The Jenneau Attalia 32 was first made in 1984, so it is an older measure.
I found a 2008 ORC international certificate on the boat on Google.
There it is says: RM measured/Default: 74,9/56,7. This could be kilopond at 1 degree. I do not know what the difference between Measured and Default would be.
My calculation, based on the naval architect drawing and calculations from Principles of Yach Design says:
BM: 1.53 m
VCB: -0,33 m
VCG: 0.058 m
GM: 1,15 m
Weight: 3920 kg (with the extra loads).
From that I get:
GZ= 0.02 at 1 degree (RM 771 Nm - 79 kilopond))
GZ= 0.20 at 10 degrees (RM 7636 Nm - 778 kilopond)
That seems allright compared to the ORC.
Now I want to make a VPP for the boat and for this I need RMs at higher angles (20 and 40 degrees) and as far as I know these values cannot be calculated.

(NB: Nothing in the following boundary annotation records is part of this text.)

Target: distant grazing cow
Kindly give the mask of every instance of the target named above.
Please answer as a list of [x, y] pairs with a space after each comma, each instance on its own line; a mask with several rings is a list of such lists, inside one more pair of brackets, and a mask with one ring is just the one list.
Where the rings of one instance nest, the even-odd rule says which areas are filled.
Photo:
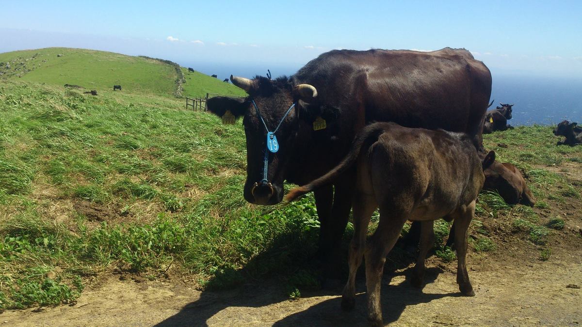
[[79, 86], [78, 85], [73, 85], [72, 84], [65, 84], [65, 87], [69, 87], [70, 88], [85, 88], [82, 86]]
[[485, 122], [483, 125], [483, 134], [491, 134], [496, 130], [506, 130], [513, 128], [508, 125], [508, 120], [512, 118], [512, 107], [514, 105], [499, 104], [493, 110], [487, 111], [485, 114]]
[[582, 128], [576, 126], [577, 125], [578, 123], [570, 123], [567, 120], [564, 120], [558, 125], [558, 127], [553, 130], [553, 134], [556, 136], [566, 137], [563, 141], [558, 141], [558, 145], [582, 144]]
[[[474, 296], [465, 264], [467, 229], [485, 180], [483, 170], [494, 162], [495, 156], [491, 151], [483, 156], [482, 161], [480, 159], [471, 137], [466, 134], [376, 123], [362, 130], [347, 155], [335, 168], [309, 184], [292, 190], [285, 198], [287, 201], [329, 185], [356, 166], [354, 236], [349, 248], [349, 278], [342, 307], [354, 307], [356, 273], [365, 256], [368, 319], [374, 325], [382, 325], [382, 270], [386, 256], [407, 219], [422, 222], [413, 284], [422, 285], [425, 257], [434, 244], [433, 222], [443, 217], [448, 221], [455, 219], [456, 225], [457, 283], [463, 295]], [[370, 217], [378, 207], [380, 221], [366, 244]]]
[[496, 191], [508, 204], [520, 203], [533, 207], [534, 194], [515, 166], [506, 162], [494, 162], [484, 171], [484, 190]]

Therefore I got interested in the declared data from the old owners's manual.
Best regards
Jens

If you are speaking of "raideur à la toile", from french sailing magazine "bateaux" used in their tests, it is better translated to "sailing stiffness" or "ability to carry sail". Not righting moment.

It is a NON dimentional coefficient, which can be computed by rigthing moment divided by heeling moment.

All constant factor are simplified:

It give raideur à la toile = m*GZ / (H * cos (heel) * S)

m mass of boat.
GZ righting arm at considered angle of heel

H = Heigh of geometrical center of Sail Area
S sail Area = mainsail + fore triangle.

I do not know the units, and I think the revue "bateaux" technical writer P Gutelle multiplied the result by a fixed coefficient (not published) to have human readable figures between 1 and 10 for typical boats.

That, you can only compare "raideur à la toile" from "bateaux" magazine with "raideur à la toile" from "bateaux" magazine only.